On reaching the mouth of Loch Hourn Waverley headed north again passing the Sandaig Islands where Gavin Maxwell carried out his pioneering work with otters. Slightly further north we passed the palindrome named village of Glenelg, site of a now derelict Hanoverian barracks, established after the failure of the 1745 Jacobite rebellion to suppress the ‘unruly highland clans’. At this point vessels leave the Sound of Sleat to enter the fast tide race of Kylerhea, the narrowest seaway between the Isle of Skye and the mainland. It is here that the oldest ferry to Skye still plies. The Glenelg – Kylerhea at the end of the magnificent road over the Mam Ratagan pass can be traced back to the mid 17th Century. The vessel that operates the service today is rather newer than that. Named Glenahullish, she is an emigrant from the once famous Ballahullish ferry service. Replaced by the bridge there, and after a spell at Corran, this little vessel replaced an older similar ferry at Glenelg over a decade ago. Such is the tide race here it take a skilled boat handler to operate the ferry here and its former owner spent a long time in finding someone up to the task. In fact her skilled skipper makes the operation look easy – to the layman. According to the ferry’s publicity the vessel is now thought to be the only manual swing deck ferry boat in operation anywhere in the world. Such craft were once common on the west coast of Scotland



The Glenelg ferry passes close by Waverley as she traverses the Kylerhea tide race at over 17 knots


The sailing in narrow Kylerhea is always memorable – it was good to be back in these waters after a gap of seven years. Soon Waverley had reached the confluence of Kylerhea, Loch Duich and the Kyle of Loch Alsh and, with the village of Balmacara almost dead ahead her bow swung sharply to port. Our destination was now in sight and within minutes the steam engine of the ship’s capstan, aft was been warmed through in preparation for its work in bonding, temporarily, the paddle steamer and the historic old Railway Pier at Kyle (of Lochalsh), the terminus of the magnificent Skye railway (which is not on Skye – it runs west through the mountains from Inverness to Kyle.



Waverley’s capstan engine ‘warming through’















Waverley rests at Kyle of Lochalsh Railway pier


As Waverley rested at Kyle her passengers found their various accommodations – some in Kyle itself, others across the water in Kyleakin – sadly, they had to use the bus over Skye’s umbilical bridge rather than the ferry that had existed here on earlier Waverley visits. After dinner there was time for some ‘Dancing in Kyle’ but wearied by the fresh air on that day’s memorable sailing, some of us settled for a good chat on the lounge of the Lochalsh hotel during which we witnessed the arrival of the Royal Navy minehunter HMS Walney at the side berth of the Railway pier.

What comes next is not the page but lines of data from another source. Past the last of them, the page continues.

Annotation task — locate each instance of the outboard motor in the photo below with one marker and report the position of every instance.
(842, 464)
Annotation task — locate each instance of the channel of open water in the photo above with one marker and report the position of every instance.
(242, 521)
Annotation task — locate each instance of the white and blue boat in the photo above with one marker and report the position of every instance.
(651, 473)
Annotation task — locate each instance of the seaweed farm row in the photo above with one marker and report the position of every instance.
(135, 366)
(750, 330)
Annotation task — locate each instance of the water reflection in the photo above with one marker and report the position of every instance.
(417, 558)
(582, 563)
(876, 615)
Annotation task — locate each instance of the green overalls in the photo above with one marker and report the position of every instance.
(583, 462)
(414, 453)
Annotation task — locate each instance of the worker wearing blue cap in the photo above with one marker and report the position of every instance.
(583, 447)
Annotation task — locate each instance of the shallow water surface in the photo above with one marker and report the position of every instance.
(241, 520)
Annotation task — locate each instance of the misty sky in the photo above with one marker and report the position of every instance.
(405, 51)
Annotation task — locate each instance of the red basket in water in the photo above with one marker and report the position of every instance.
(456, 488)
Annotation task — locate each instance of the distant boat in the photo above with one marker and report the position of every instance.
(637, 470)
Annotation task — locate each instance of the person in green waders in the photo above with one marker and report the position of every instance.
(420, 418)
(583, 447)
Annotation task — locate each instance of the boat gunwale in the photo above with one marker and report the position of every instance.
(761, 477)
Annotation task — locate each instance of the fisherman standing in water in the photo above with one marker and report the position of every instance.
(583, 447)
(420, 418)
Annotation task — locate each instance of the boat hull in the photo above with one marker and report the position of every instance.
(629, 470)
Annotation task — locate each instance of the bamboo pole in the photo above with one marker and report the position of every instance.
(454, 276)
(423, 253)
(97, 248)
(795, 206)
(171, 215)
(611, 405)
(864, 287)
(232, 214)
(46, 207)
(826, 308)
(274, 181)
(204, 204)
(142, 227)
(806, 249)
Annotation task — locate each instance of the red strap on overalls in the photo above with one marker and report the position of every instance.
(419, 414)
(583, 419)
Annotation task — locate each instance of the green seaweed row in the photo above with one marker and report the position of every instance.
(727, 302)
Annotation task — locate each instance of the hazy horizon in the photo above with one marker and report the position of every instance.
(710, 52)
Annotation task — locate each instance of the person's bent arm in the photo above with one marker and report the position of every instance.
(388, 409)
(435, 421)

This berth had been used in the heyday of Kyle as an important transport interchange between the Skye Railway and the MacBrayne mail steamers.


The mail steamer Sheila - a product of the same Glasgow shipyard as Waverley at the side berth at Kyle

Despite her modest dimensions this sturdy little ship was seldom disrupted from her duties across the often-stormy Minch to Stornoway.